Personal raid experience: Nightbane
Nightbane from Karazhan. Art from the TCG.
I remember Nightbane for a particular mistake I made over and over again.
He likes to take off and leave the raid to deal with adds on the ground while he flaps about being a pain. The raid takes down the adds; Nightbane flaps back down and lands; the tank picks him up; you get back to nuking.
However, my tank was a bit slow, and I was in the habit of drinking mana potions on cooldown, and Nightbane really hated those mana potions. On top of all that, I can be a fairly forgetful raider at times.
It may have been that, roughly every other fight with Nightbane, some separated by wipes, some by the weekly reset, I would drink a mana potion as he was landing, and he would spin around and dragon me in the face.

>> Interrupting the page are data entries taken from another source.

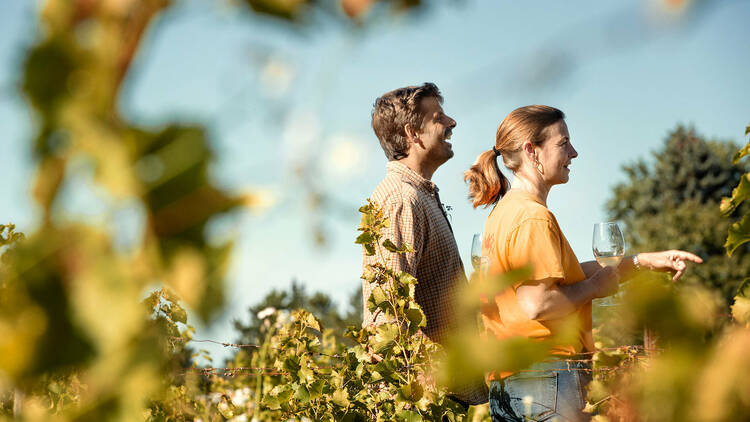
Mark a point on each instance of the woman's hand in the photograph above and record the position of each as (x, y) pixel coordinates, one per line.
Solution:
(668, 261)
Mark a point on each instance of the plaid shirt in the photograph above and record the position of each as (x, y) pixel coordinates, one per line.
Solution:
(418, 218)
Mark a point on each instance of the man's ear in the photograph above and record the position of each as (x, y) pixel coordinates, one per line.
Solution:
(411, 134)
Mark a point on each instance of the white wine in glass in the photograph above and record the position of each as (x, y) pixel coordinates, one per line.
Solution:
(476, 251)
(608, 246)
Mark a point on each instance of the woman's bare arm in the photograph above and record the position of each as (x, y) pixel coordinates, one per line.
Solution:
(546, 300)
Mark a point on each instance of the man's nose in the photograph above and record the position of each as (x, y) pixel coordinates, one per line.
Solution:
(451, 122)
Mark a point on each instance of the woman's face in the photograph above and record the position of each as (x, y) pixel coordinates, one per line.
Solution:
(556, 153)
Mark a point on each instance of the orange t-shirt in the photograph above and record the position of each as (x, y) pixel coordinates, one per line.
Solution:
(521, 231)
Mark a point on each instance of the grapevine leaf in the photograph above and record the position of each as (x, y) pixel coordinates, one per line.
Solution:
(302, 394)
(739, 233)
(340, 398)
(178, 313)
(390, 246)
(597, 391)
(416, 319)
(385, 337)
(151, 301)
(744, 289)
(385, 370)
(406, 278)
(365, 238)
(377, 299)
(741, 153)
(409, 416)
(369, 249)
(739, 194)
(741, 310)
(411, 392)
(312, 322)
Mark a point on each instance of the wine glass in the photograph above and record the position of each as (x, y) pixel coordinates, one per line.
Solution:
(608, 246)
(476, 251)
(478, 261)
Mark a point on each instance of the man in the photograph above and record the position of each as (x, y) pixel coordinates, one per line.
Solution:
(414, 131)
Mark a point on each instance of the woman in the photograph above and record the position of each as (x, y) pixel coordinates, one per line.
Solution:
(534, 144)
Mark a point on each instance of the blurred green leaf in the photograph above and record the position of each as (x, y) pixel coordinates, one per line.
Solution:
(739, 233)
(739, 155)
(340, 398)
(739, 194)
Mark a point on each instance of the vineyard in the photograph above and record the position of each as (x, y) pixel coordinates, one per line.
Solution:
(94, 331)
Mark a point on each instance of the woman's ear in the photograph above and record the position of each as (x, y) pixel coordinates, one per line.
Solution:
(529, 150)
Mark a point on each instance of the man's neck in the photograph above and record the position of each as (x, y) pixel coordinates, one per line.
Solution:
(423, 169)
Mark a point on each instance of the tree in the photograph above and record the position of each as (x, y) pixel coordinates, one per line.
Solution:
(319, 304)
(673, 203)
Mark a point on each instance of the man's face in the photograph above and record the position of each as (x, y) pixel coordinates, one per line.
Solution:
(436, 129)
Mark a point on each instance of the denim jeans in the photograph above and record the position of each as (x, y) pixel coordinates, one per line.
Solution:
(554, 391)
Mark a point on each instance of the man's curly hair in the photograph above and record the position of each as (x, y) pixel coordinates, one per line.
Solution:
(393, 110)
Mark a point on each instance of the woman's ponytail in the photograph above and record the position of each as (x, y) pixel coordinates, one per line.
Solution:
(487, 184)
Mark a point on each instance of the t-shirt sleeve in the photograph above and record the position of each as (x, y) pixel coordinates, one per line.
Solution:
(537, 243)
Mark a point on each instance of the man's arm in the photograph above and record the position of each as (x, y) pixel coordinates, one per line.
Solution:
(406, 225)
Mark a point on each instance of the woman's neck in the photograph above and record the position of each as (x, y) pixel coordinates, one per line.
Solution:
(532, 184)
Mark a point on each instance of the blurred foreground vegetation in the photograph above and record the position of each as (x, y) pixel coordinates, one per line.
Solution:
(91, 330)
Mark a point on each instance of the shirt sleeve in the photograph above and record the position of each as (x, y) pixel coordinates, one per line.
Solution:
(538, 244)
(407, 226)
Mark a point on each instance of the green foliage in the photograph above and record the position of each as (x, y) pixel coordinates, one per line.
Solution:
(701, 369)
(279, 302)
(670, 202)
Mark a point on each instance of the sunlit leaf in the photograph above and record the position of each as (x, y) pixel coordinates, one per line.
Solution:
(739, 233)
(739, 194)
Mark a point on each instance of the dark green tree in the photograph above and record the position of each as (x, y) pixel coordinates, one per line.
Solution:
(296, 297)
(672, 202)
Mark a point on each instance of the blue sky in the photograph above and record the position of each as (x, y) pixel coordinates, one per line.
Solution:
(623, 72)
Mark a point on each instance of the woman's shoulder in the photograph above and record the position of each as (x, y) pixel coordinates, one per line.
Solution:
(519, 208)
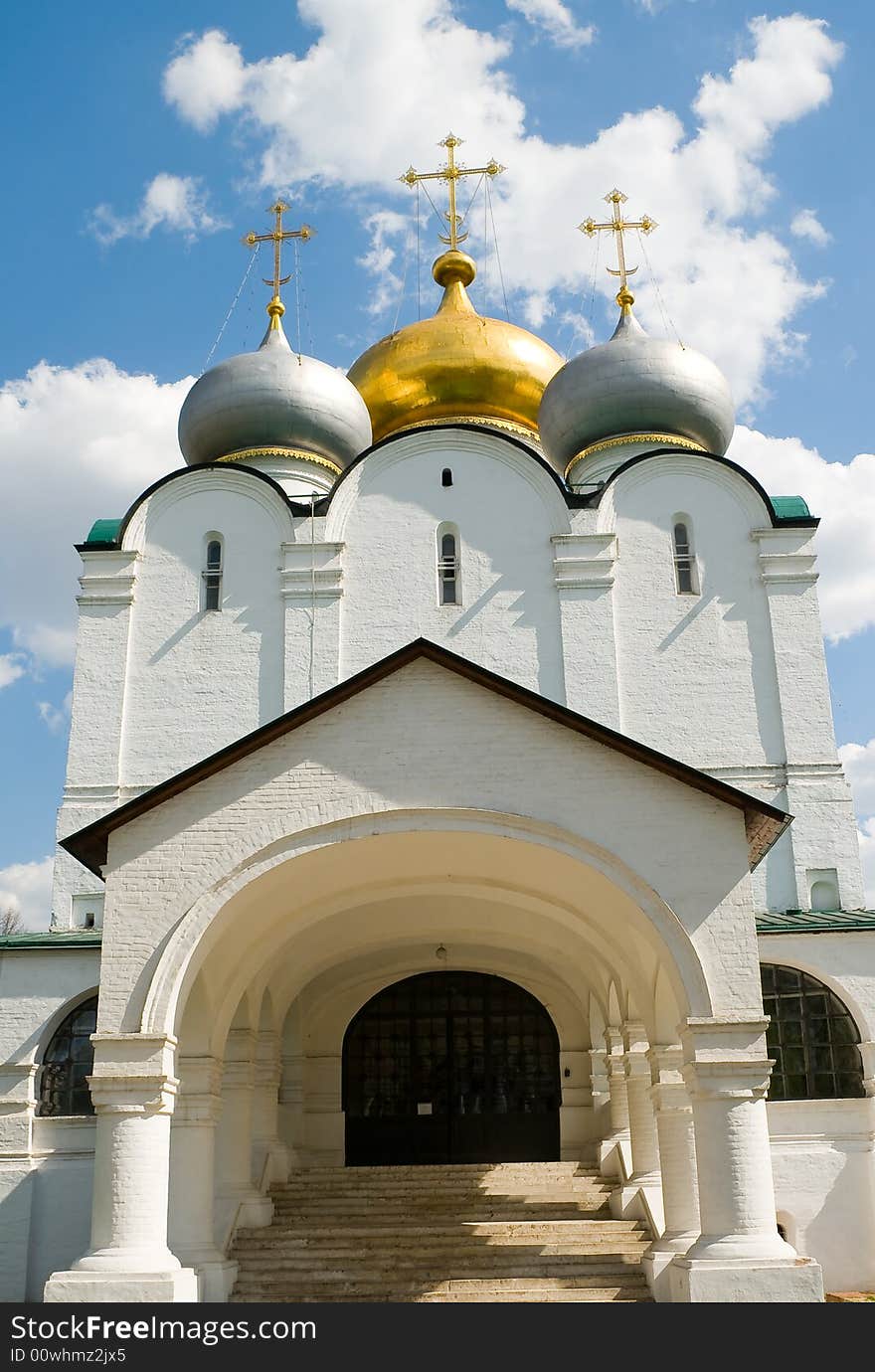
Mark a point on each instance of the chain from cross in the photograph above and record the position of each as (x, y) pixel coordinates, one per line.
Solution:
(451, 174)
(277, 237)
(617, 226)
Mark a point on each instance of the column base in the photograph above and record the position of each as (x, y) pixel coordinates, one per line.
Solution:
(657, 1263)
(745, 1282)
(121, 1287)
(614, 1154)
(216, 1274)
(246, 1208)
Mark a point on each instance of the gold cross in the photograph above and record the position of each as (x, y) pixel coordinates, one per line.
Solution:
(277, 237)
(451, 173)
(617, 226)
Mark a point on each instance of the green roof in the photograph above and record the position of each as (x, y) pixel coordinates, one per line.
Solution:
(84, 939)
(815, 921)
(103, 531)
(790, 506)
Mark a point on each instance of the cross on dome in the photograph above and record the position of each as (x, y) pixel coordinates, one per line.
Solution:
(277, 237)
(451, 173)
(617, 226)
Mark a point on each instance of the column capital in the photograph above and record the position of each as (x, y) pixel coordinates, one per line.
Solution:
(201, 1086)
(133, 1073)
(726, 1058)
(613, 1042)
(668, 1089)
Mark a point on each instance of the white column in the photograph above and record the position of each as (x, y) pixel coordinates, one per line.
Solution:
(740, 1256)
(133, 1090)
(192, 1177)
(270, 1155)
(583, 567)
(617, 1137)
(243, 1202)
(642, 1123)
(616, 1084)
(599, 1083)
(680, 1202)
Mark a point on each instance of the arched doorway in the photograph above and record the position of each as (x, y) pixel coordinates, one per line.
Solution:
(451, 1066)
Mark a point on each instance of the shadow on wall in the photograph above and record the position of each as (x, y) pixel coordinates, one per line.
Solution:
(841, 1235)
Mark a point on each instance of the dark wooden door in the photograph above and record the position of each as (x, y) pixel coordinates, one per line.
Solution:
(451, 1066)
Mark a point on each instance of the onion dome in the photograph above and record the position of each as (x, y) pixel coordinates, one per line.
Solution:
(273, 405)
(457, 367)
(632, 393)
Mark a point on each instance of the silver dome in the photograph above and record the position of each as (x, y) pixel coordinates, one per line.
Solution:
(273, 400)
(635, 385)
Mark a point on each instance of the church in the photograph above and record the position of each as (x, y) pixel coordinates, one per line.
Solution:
(457, 892)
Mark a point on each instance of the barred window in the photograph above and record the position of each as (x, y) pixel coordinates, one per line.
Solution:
(69, 1060)
(812, 1037)
(213, 575)
(448, 588)
(686, 574)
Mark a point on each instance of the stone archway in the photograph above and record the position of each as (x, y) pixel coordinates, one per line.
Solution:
(451, 1066)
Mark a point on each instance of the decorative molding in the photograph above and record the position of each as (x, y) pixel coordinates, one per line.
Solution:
(625, 439)
(585, 560)
(311, 571)
(299, 454)
(108, 577)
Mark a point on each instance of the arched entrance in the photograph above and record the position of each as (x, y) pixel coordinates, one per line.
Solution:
(451, 1066)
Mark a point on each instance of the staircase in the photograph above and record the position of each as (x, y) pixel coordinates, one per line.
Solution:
(509, 1231)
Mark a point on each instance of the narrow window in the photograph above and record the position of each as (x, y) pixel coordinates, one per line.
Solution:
(684, 560)
(213, 575)
(447, 567)
(810, 1036)
(68, 1064)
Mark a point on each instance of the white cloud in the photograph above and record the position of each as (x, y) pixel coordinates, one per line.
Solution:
(76, 443)
(55, 717)
(369, 96)
(380, 258)
(556, 20)
(206, 80)
(26, 888)
(867, 854)
(169, 202)
(13, 667)
(806, 226)
(843, 495)
(859, 763)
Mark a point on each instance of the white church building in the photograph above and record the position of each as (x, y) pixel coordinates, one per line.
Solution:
(455, 870)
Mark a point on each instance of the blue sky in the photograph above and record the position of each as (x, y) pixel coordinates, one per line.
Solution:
(148, 141)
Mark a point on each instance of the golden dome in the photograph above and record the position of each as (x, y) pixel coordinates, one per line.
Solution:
(457, 365)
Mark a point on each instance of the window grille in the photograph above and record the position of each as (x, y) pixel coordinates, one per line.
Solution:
(447, 570)
(213, 575)
(69, 1061)
(686, 578)
(810, 1036)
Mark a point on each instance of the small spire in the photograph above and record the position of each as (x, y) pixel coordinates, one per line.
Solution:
(617, 226)
(277, 237)
(451, 173)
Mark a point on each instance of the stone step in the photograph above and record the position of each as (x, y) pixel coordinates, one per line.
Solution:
(412, 1289)
(523, 1232)
(495, 1214)
(596, 1294)
(472, 1237)
(450, 1170)
(424, 1274)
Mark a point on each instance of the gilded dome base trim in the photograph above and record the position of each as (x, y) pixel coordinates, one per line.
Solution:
(481, 420)
(624, 439)
(300, 454)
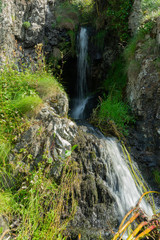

It didn't seem to matter if I hit Fade as well, the face-dragoning would still occur. Perhaps he was expressing his concerns over my mana potion addiction, we will never know. But I will forever remember that fight as the one to train my raid group in the lost art of the synchronised facepalm, and me in shouting NO WHY whenever I clicked a damn potion.
You'll note I haven't actually picked out an aspect of Nightbane to encapsulate in the pet. This is because he doesn't have (in my opinion) a particularly brilliant fight, stand out skills, epic lines, an out-there model, or memorable loot (shh, it isn't Bulwark). I remember him in particular because of personal experience.
I think a fair few bosses are like this. It's not that they're exceptionally dull, it's just that they're not exceptional in their own right. Instead they gain meaning from all the ridiculous wipes, all the guild in-jokes, and all the various near misses and heroic saves that WoW's multiplayer nature nurtures.
And you know, I wasn’t too chuffed with the proportion of the pets added with Raiding with Leashes that are mini versions of the bosses that drop them. I didn’t see why Blizzard would go that way; I didn’t think that mini draconoids or mindslayers made a lot of sense, especially not when you see them fighting alongside or against house cats, moths and Singing Sunflowers.
Now that I’ve sat down and thought about it properly, I understand. World of Warcraft’s bosses gain dimension based on each player’s personal experience of them. Unless something becomes a meme or has a truly exceptional voice, model or fight mechanic, how can Blizzard predict exactly which aspect of a boss will bring up all the right memories?
Past a bit of hopeful hypothesising, they can’t – so they default to a miniature, because that is the most direct way of referencing the boss experience as a whole: skills, aesthetics, voice and each raider’s personal experience of them.
I think that might just be the core aim of Raiding with Leashes. Longterm players are brought back to nostalgic locations, and relative newbies are sent into corners of the world they might otherwise have missed, to create new memories of old content.
If RNG wasn't such a miserly bugger, they might even get some souvenirs.